Через год после окончательной победы, уже в 1946 году, просьба об освобождении, представленная Мэг Малоне от имени Лючиано, была принята к рассмотрению и завизирована Томасом Дьюи. Счастливчик Лючиано был освобожден под честное слово и выселен в Италию, где прожил богатейшим «пенсионером» с таким жизненным опытом, которого хватило бы на сюжет сногсшибательного романа; через пятнадцать или двадцать лет он, как и его приятель Мейер Лански, умер от сердечного приступа. Расставание экс-миссис Малоне со Счастливчиком Лючиано (к этому времени она уже была разведена со своим мужем) произошло тогда, когда бывший патрон нью-йоркских докеров был еще в тюрьме. Все произошло очень просто и без малейшей аффектации с обеих сторон. И вот через несколько лет бывший муж Мэг, адвокат мафии, мирно сидел с пеной на лице в кресле своего парикмахера, брившего его, и вдруг увидел перед собой в зеркале двух типов в шляпах, одетых в черное и с револьверами в руках. Он не успел и глазом моргнуть, как они открыли огонь и прикончили его на месте. Так Мэг стала вдовой, но ей было на это плевать…

…Четыре человека наклонились и подняли гроб, затем поставили его себе на плечи. Толпа раздалась. Все пятеро — четыре похоронных работника и покойник — медленно двигались вдоль «живой изгороди» слез, которая сама собой вырастала по ходу погребального кортежа. Все молчали. Никто ни на кого не смотрел. Раздавленная печалью, толпа вибрировала на тонкой грани между ощущением абсурда и прозрением вечной тайны. Послышался всхлип, будто скулил зверек, попавший в ловушку. Это плакал Бешир…

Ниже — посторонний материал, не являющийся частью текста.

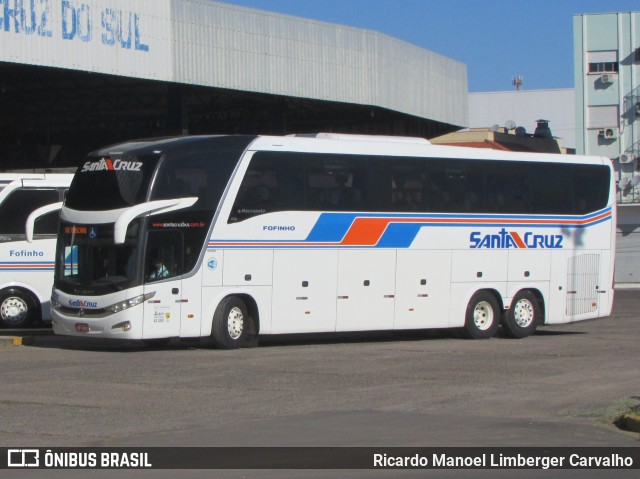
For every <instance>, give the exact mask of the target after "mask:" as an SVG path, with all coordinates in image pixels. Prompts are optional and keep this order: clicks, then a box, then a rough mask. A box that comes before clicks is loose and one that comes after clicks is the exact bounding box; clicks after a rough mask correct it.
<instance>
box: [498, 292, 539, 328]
mask: <svg viewBox="0 0 640 479" xmlns="http://www.w3.org/2000/svg"><path fill="white" fill-rule="evenodd" d="M540 314H541V312H540V306H539V304H538V299H537V298H536V296H535V295H534V294H533V293H532V292H530V291H520V292H519V293H518V294H516V296H515V298H513V301H512V302H511V307H510V308H509V311H507V314H506V315H505V317H504V319H503V321H502V326H503V328H504V330H505V333H506V334H507V336H510V337H512V338H526V337H527V336H531V335H532V334H533V333H534V332H535V330H536V327H537V326H538V322H539V321H540V319H541V318H540Z"/></svg>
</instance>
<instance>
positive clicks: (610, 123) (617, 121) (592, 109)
mask: <svg viewBox="0 0 640 479" xmlns="http://www.w3.org/2000/svg"><path fill="white" fill-rule="evenodd" d="M587 114H588V123H587V127H588V128H589V129H595V128H598V129H600V128H617V127H618V117H619V107H618V105H607V106H590V107H588V108H587Z"/></svg>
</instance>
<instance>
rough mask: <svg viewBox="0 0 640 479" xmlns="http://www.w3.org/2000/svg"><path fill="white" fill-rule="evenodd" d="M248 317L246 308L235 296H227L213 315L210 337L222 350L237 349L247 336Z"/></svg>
mask: <svg viewBox="0 0 640 479" xmlns="http://www.w3.org/2000/svg"><path fill="white" fill-rule="evenodd" d="M248 322H249V315H248V313H247V307H246V305H245V304H244V301H242V300H241V299H240V298H238V297H237V296H228V297H226V298H224V299H223V300H222V301H221V302H220V304H219V305H218V309H216V312H215V313H214V315H213V325H212V328H211V337H212V339H213V342H214V343H215V345H216V346H217V347H219V348H222V349H237V348H239V347H240V346H242V345H243V344H244V342H245V339H246V336H247V329H248V326H249V324H248Z"/></svg>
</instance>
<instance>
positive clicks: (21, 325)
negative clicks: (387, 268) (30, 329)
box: [0, 289, 38, 328]
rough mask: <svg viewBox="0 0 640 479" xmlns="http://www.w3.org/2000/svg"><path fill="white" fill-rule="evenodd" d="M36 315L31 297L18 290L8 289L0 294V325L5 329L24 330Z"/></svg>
mask: <svg viewBox="0 0 640 479" xmlns="http://www.w3.org/2000/svg"><path fill="white" fill-rule="evenodd" d="M37 315H38V307H37V305H36V301H35V300H34V299H33V297H32V296H31V295H30V294H29V293H27V292H25V291H22V290H20V289H8V290H5V291H3V292H2V293H0V323H2V325H3V326H4V327H5V328H26V327H28V326H31V324H33V322H34V321H35V320H36V317H37Z"/></svg>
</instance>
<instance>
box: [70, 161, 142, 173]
mask: <svg viewBox="0 0 640 479" xmlns="http://www.w3.org/2000/svg"><path fill="white" fill-rule="evenodd" d="M140 168H142V162H140V161H127V160H112V159H111V158H100V159H99V160H98V161H87V162H86V163H85V164H84V165H82V170H80V172H81V173H84V172H86V171H103V170H107V171H140Z"/></svg>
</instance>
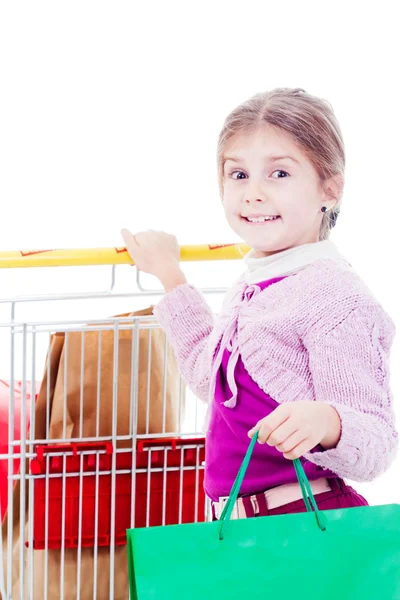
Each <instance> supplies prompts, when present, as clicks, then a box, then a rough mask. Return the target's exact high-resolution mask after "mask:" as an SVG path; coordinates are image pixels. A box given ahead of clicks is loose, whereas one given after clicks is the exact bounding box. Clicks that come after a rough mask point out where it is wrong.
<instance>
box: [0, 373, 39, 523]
mask: <svg viewBox="0 0 400 600" xmlns="http://www.w3.org/2000/svg"><path fill="white" fill-rule="evenodd" d="M22 385H23V384H22V381H14V398H13V415H14V435H13V440H19V439H20V437H21V402H22V395H23V393H22ZM39 388H40V383H38V382H37V383H36V391H35V398H37V394H38V393H39ZM31 391H32V390H31V382H30V381H27V382H26V394H25V398H26V408H25V410H26V417H25V424H26V434H28V429H29V421H30V406H31V398H32V394H31ZM10 396H11V387H10V382H9V381H4V380H3V379H0V455H6V454H8V429H9V405H10ZM19 451H20V448H19V446H14V452H15V454H19ZM18 470H19V459H18V458H16V459H14V469H13V474H14V475H15V474H16V473H18ZM7 501H8V459H7V458H4V459H1V458H0V519H1V520H3V518H4V515H5V514H6V512H7Z"/></svg>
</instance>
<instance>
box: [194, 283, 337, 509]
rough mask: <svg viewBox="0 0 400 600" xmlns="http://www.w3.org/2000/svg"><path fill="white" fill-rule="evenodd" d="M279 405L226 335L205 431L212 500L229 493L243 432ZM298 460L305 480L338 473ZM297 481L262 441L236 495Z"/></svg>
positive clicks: (263, 490) (260, 290)
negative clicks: (244, 359) (301, 468)
mask: <svg viewBox="0 0 400 600" xmlns="http://www.w3.org/2000/svg"><path fill="white" fill-rule="evenodd" d="M281 279H284V277H276V278H274V279H269V280H267V281H264V282H261V283H258V284H257V287H258V288H259V291H261V290H262V289H265V288H266V287H268V286H269V285H272V284H273V283H276V282H277V281H280V280H281ZM254 288H255V286H249V287H248V288H247V289H246V290H245V292H244V294H243V298H246V300H247V301H250V300H251V297H252V295H253V293H252V292H253V291H254ZM234 337H235V336H233V338H234ZM217 353H218V352H217ZM224 403H225V404H224ZM278 406H279V404H278V403H277V402H276V401H275V400H273V398H271V396H269V395H268V394H266V393H265V392H264V391H263V390H262V389H261V388H260V387H259V386H258V385H257V384H256V383H255V382H254V381H253V380H252V379H251V377H250V375H249V374H248V372H247V371H246V369H245V367H244V364H243V362H242V359H241V357H240V354H239V353H238V352H237V344H236V343H235V339H233V340H232V339H231V341H230V343H229V344H228V346H227V348H225V350H224V352H223V354H222V360H221V366H220V368H219V369H218V373H217V379H216V387H215V396H214V403H213V406H212V415H211V421H210V426H209V429H208V433H207V454H206V473H205V490H206V493H207V495H208V496H209V497H210V498H211V499H212V500H214V501H218V498H219V497H222V496H228V495H229V493H230V490H231V487H232V484H233V482H234V479H235V477H236V475H237V473H238V471H239V468H240V465H241V463H242V461H243V458H244V456H245V454H246V450H247V448H248V445H249V442H250V440H249V438H248V436H247V432H248V431H249V430H250V429H252V427H254V425H255V424H256V423H257V422H258V421H259V420H260V419H263V418H264V417H266V416H268V415H269V414H270V413H271V412H272V411H273V410H275V408H277V407H278ZM317 450H318V451H321V450H323V449H322V448H321V447H320V446H317V447H316V448H314V450H313V451H314V452H315V451H317ZM302 463H303V466H304V470H305V472H306V474H307V477H308V478H309V480H315V479H319V478H320V477H327V478H328V477H336V476H337V475H336V474H335V473H333V472H332V471H328V470H325V469H323V468H322V467H320V466H317V465H315V464H314V463H311V462H309V461H307V460H305V459H304V458H302ZM296 481H297V477H296V472H295V469H294V467H293V463H292V461H291V460H288V459H286V458H284V456H283V454H282V453H281V452H279V451H278V450H277V449H276V448H272V447H271V446H268V445H267V444H263V445H261V444H256V447H255V449H254V452H253V456H252V459H251V461H250V465H249V467H248V470H247V473H246V477H245V479H244V481H243V485H242V489H241V495H247V494H256V493H259V492H263V491H265V490H267V489H269V488H272V487H276V486H278V485H283V484H285V483H294V482H296Z"/></svg>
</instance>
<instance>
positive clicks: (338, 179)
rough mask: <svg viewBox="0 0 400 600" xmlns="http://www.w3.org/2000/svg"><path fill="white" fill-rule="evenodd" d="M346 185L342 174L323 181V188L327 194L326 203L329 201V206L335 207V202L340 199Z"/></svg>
mask: <svg viewBox="0 0 400 600" xmlns="http://www.w3.org/2000/svg"><path fill="white" fill-rule="evenodd" d="M343 187H344V179H343V176H342V175H334V176H333V177H330V178H329V179H326V180H325V181H324V183H323V190H324V196H325V204H327V203H329V204H331V206H329V208H334V206H335V204H337V202H338V201H339V199H340V197H341V195H342V192H343Z"/></svg>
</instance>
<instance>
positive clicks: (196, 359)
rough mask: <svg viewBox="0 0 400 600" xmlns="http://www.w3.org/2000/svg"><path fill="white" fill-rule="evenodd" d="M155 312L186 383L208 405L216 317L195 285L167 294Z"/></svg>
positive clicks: (195, 393)
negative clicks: (211, 342) (172, 351)
mask: <svg viewBox="0 0 400 600" xmlns="http://www.w3.org/2000/svg"><path fill="white" fill-rule="evenodd" d="M153 312H154V315H155V317H156V318H157V320H158V322H159V323H160V324H161V326H162V327H163V329H164V330H165V332H166V335H167V338H168V340H169V342H170V343H171V345H172V348H173V350H174V353H175V356H176V359H177V362H178V366H179V370H180V372H181V374H182V376H183V378H184V380H185V382H186V383H187V385H188V386H189V388H190V389H191V390H192V391H193V393H194V394H195V395H196V396H197V397H198V398H200V399H201V400H203V401H204V402H207V400H208V393H209V386H210V375H211V366H212V350H211V344H210V342H211V341H212V338H211V333H212V331H213V328H214V325H215V323H214V321H215V317H214V315H213V313H212V311H211V309H210V307H209V306H208V304H207V302H206V300H205V298H204V296H203V295H202V294H201V292H200V291H199V290H197V288H196V287H194V286H193V285H191V284H189V283H185V284H181V285H179V286H177V287H176V288H174V289H173V290H171V291H170V292H168V293H167V294H165V296H164V297H163V298H162V299H161V300H160V302H159V303H158V304H157V305H156V306H155V307H154V310H153Z"/></svg>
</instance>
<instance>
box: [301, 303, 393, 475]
mask: <svg viewBox="0 0 400 600" xmlns="http://www.w3.org/2000/svg"><path fill="white" fill-rule="evenodd" d="M394 334H395V325H394V323H393V321H392V319H391V318H390V317H389V315H388V314H387V313H386V312H385V311H384V310H383V309H382V307H381V306H380V305H379V304H378V303H376V304H373V305H371V304H370V305H365V306H361V307H358V308H355V309H353V310H352V311H351V312H349V314H348V315H347V316H346V318H344V319H343V320H342V321H341V322H340V323H339V324H336V325H335V326H334V327H333V328H332V329H331V330H330V331H329V332H328V333H324V334H323V335H322V336H320V337H319V338H318V339H313V336H312V335H310V336H309V338H308V339H307V341H306V342H304V344H305V346H306V348H307V350H308V353H309V367H310V372H311V376H312V382H313V386H314V391H315V399H316V400H317V401H321V402H327V403H329V404H331V405H332V406H333V407H334V408H335V409H336V410H337V412H338V414H339V417H340V420H341V437H340V440H339V442H338V444H337V446H336V447H335V448H332V449H330V450H323V451H321V452H308V453H307V454H306V455H305V458H306V459H307V460H309V461H311V462H313V463H315V464H317V465H319V466H321V467H323V468H325V469H329V470H332V471H333V472H335V473H336V474H337V475H338V476H339V477H343V478H344V477H347V478H349V479H352V480H354V481H372V480H373V479H375V478H376V477H377V476H379V475H380V474H382V473H383V472H384V471H386V470H387V469H388V467H389V466H390V464H391V463H392V461H393V459H394V457H395V455H396V452H397V448H398V433H397V431H396V427H395V416H394V412H393V406H392V392H391V388H390V373H389V362H390V356H389V355H390V349H391V345H392V341H393V337H394Z"/></svg>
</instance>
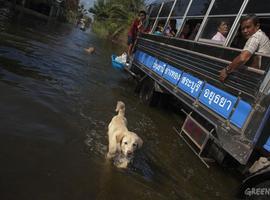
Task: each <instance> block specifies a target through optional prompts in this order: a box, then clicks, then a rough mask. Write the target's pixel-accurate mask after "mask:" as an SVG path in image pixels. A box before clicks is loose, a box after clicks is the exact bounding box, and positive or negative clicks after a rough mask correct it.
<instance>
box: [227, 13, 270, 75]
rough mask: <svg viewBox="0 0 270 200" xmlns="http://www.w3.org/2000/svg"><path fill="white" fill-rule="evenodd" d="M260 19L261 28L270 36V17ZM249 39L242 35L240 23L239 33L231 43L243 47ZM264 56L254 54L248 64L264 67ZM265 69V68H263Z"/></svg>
mask: <svg viewBox="0 0 270 200" xmlns="http://www.w3.org/2000/svg"><path fill="white" fill-rule="evenodd" d="M259 20H260V29H261V30H262V31H263V32H265V34H266V35H267V36H268V37H269V36H270V18H263V17H262V18H259ZM246 42H247V40H246V39H245V38H244V37H243V36H242V32H241V27H240V24H239V27H238V30H237V33H236V35H235V37H234V39H233V41H232V43H231V45H230V46H231V47H234V48H238V49H243V48H244V46H245V44H246ZM261 63H262V57H261V56H259V55H252V57H251V58H250V59H249V61H248V62H247V63H246V65H247V66H250V67H253V68H258V69H262V66H267V65H262V64H261ZM263 70H265V69H263Z"/></svg>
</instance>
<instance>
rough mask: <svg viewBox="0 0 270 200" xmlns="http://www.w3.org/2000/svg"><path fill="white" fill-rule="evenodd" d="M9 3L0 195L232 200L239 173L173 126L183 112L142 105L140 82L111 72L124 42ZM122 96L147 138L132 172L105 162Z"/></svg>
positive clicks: (132, 128)
mask: <svg viewBox="0 0 270 200" xmlns="http://www.w3.org/2000/svg"><path fill="white" fill-rule="evenodd" d="M0 10H1V11H0V91H1V95H0V160H1V164H0V199H2V200H6V199H9V200H31V199H33V200H41V199H44V200H49V199H50V200H53V199H55V200H60V199H63V200H68V199H74V200H75V199H76V200H84V199H115V200H119V199H123V200H124V199H129V200H138V199H147V200H149V199H153V200H163V199H164V200H167V199H198V200H201V199H219V200H221V199H233V193H234V192H235V190H236V188H237V186H238V184H239V182H238V180H237V179H236V178H235V177H233V175H232V173H230V172H229V170H226V171H225V170H223V169H222V168H221V167H219V166H216V165H215V164H213V165H212V167H211V168H210V169H207V168H206V167H205V166H204V165H203V164H202V163H201V162H200V161H199V159H198V158H197V157H196V156H195V155H194V154H193V153H192V151H191V150H190V149H189V148H188V147H187V146H186V145H185V144H184V143H183V141H181V140H180V138H179V137H178V136H177V135H176V134H175V133H174V131H173V129H172V127H173V126H178V125H179V122H180V121H181V120H183V119H182V118H181V116H178V115H176V114H174V113H173V112H171V111H169V110H164V109H160V108H150V107H147V106H145V105H143V104H141V103H140V102H139V97H138V96H136V95H135V94H134V86H135V83H134V82H133V81H132V80H130V79H129V78H128V76H127V75H126V74H124V73H120V72H118V71H115V70H113V69H112V67H111V65H110V55H111V54H112V53H118V54H119V53H120V52H121V51H122V49H120V48H119V47H117V45H115V44H111V43H110V42H108V41H106V40H102V39H99V38H97V37H96V36H95V35H94V34H93V33H90V32H82V31H80V30H79V29H77V28H76V27H73V26H71V25H66V24H59V23H53V22H47V21H40V20H37V19H34V17H31V16H20V15H13V14H12V13H11V12H10V11H9V10H8V9H5V8H1V9H0ZM89 46H94V47H95V48H96V52H95V53H94V54H92V55H89V54H87V53H85V52H84V48H87V47H89ZM118 100H122V101H124V102H125V103H126V109H127V110H126V113H127V114H126V115H127V119H128V127H129V129H130V130H132V131H135V132H137V133H138V135H140V136H141V137H142V139H143V140H144V146H143V149H142V151H141V152H140V153H139V155H138V159H136V161H135V163H134V165H133V166H132V167H131V168H130V169H128V170H119V169H116V168H115V167H114V166H113V165H112V164H110V163H108V162H106V159H105V154H106V152H107V143H108V142H107V134H106V131H107V125H108V123H109V121H110V120H111V118H112V116H113V115H114V114H115V113H114V109H115V105H116V102H117V101H118Z"/></svg>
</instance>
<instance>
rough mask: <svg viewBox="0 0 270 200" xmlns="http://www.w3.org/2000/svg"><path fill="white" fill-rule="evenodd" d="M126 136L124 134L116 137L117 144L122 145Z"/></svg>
mask: <svg viewBox="0 0 270 200" xmlns="http://www.w3.org/2000/svg"><path fill="white" fill-rule="evenodd" d="M124 136H125V135H124V134H119V135H116V142H117V143H120V144H121V143H122V140H123V138H124Z"/></svg>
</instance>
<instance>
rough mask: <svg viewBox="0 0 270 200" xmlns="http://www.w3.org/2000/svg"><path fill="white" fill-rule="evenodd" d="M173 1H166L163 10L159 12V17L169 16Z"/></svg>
mask: <svg viewBox="0 0 270 200" xmlns="http://www.w3.org/2000/svg"><path fill="white" fill-rule="evenodd" d="M172 5H173V1H169V2H166V3H164V5H163V7H162V9H161V12H160V14H159V17H168V16H169V14H170V11H171V9H172Z"/></svg>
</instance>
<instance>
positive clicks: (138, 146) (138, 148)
mask: <svg viewBox="0 0 270 200" xmlns="http://www.w3.org/2000/svg"><path fill="white" fill-rule="evenodd" d="M137 142H138V149H140V148H141V147H142V145H143V140H142V139H141V138H140V137H139V136H138V138H137Z"/></svg>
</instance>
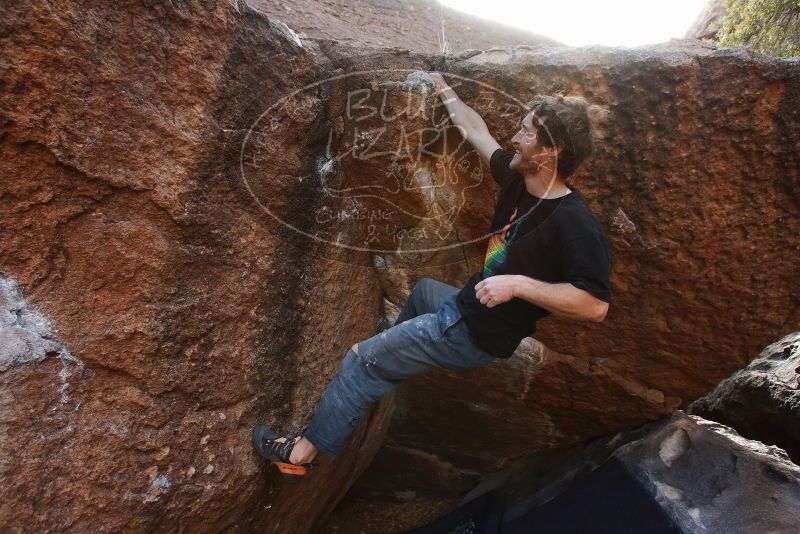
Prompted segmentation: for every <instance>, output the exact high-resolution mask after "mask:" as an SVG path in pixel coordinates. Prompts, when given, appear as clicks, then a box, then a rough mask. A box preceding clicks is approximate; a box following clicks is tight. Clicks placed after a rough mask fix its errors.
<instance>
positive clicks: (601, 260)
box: [475, 234, 611, 322]
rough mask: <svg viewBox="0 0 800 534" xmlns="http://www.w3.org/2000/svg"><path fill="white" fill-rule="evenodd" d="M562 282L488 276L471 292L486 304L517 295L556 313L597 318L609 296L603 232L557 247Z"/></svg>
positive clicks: (610, 270)
mask: <svg viewBox="0 0 800 534" xmlns="http://www.w3.org/2000/svg"><path fill="white" fill-rule="evenodd" d="M560 262H561V275H562V278H561V279H562V280H565V282H559V283H549V282H543V281H542V280H537V279H535V278H530V277H527V276H524V275H514V274H512V275H498V276H491V277H489V278H486V279H485V280H482V281H481V282H479V283H478V284H476V285H475V295H476V297H477V298H478V299H479V300H480V301H481V303H483V304H485V305H486V306H487V307H490V308H491V307H492V306H496V305H498V304H502V303H503V302H507V301H509V300H511V299H512V298H514V297H518V298H521V299H524V300H527V301H528V302H532V303H533V304H536V305H537V306H539V307H541V308H544V309H546V310H548V311H549V312H551V313H555V314H557V315H563V316H565V317H569V318H572V319H579V320H584V321H594V322H600V321H602V320H603V319H605V316H606V313H607V312H608V301H609V300H610V298H611V290H610V287H609V276H610V274H611V259H610V257H609V252H608V244H607V241H606V239H605V237H604V236H601V235H597V234H594V235H587V236H584V237H582V238H579V239H575V240H572V241H569V242H568V243H565V244H564V245H563V246H562V247H561V250H560Z"/></svg>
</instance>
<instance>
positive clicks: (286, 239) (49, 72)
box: [0, 2, 391, 532]
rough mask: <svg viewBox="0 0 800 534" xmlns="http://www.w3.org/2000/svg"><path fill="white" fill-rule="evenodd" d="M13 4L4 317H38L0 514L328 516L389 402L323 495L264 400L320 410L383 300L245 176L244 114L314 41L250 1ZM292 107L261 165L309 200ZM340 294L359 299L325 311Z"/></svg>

…Церемония проходила просто и весело. Шарм Ромена сработал в очередной раз: маршал Жуков взял себе в сопровождающие этого француза, одержавшего двенадцать побед в воздухе. С разрешения командующего Пуйада, который ценил добрые отношения между французами и русскими, он взял его к себе в штаб Первого Белорусского фронта. Ранним весенним утром, уже на германской территории, сразу после форсирования Одера перед объединенными войсками был воздвигнут красный флаг. Были речи и вручение наград: орденов Красного Знамени, Красной звезды, ордена Отечественной войны 2-й степени, орденов Суворова и Александра Невского. Церемония несколько затянулась, когда Ромен, смешавшийся с группой советских офицеров, увидел маршала Жукова, его появление было встречено присутствующими русскими настоящей овацией. Маршал потребовал тишины, произнес несколько слов и вручил собственноручно около десяти крестов — орденов Отечественной войны 1-й степени. Затем он склонился к своему адъютанту, сделал знак рукой — и рядом с красным флагом взвился на шесте французский флаг.